Он в очередной раз совершил спринтерскую пробежку по крышам и завершил ее тройным прыжком, который сделал бы честь чемпиону Европы.
— Классно выглядишь! — крикнул приятелю Жека.
Серый и в самом деле смотрелся натуральным древнегреческим олимпийцем. Он был голым, босым и мокрым от пота.

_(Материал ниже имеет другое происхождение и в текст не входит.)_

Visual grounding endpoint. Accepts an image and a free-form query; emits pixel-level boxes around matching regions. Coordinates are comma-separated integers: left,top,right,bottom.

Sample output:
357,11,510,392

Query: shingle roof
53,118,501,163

— А то! — гордо откликнулся Серый и неумело, но с большим энтузиазмом исполнил несколько па танца, отдаленно смахивающего на сиртаки.
— Класс! Мне нравится! — застенчиво похвалил Жека.
— Эй, ты чего? — оценив томную нежность тона, каким это было сказано, Серый насторожился и непроизвольно прикрыл причинное место ладошками.
Жека тряхнул головой, с силой протер кулаками глаза, досадливо пробормотал:
— Ох, померещилось… — и в сердцах подскочил на скамейке так, что при приземлении с пушечным грохотом проломил доску.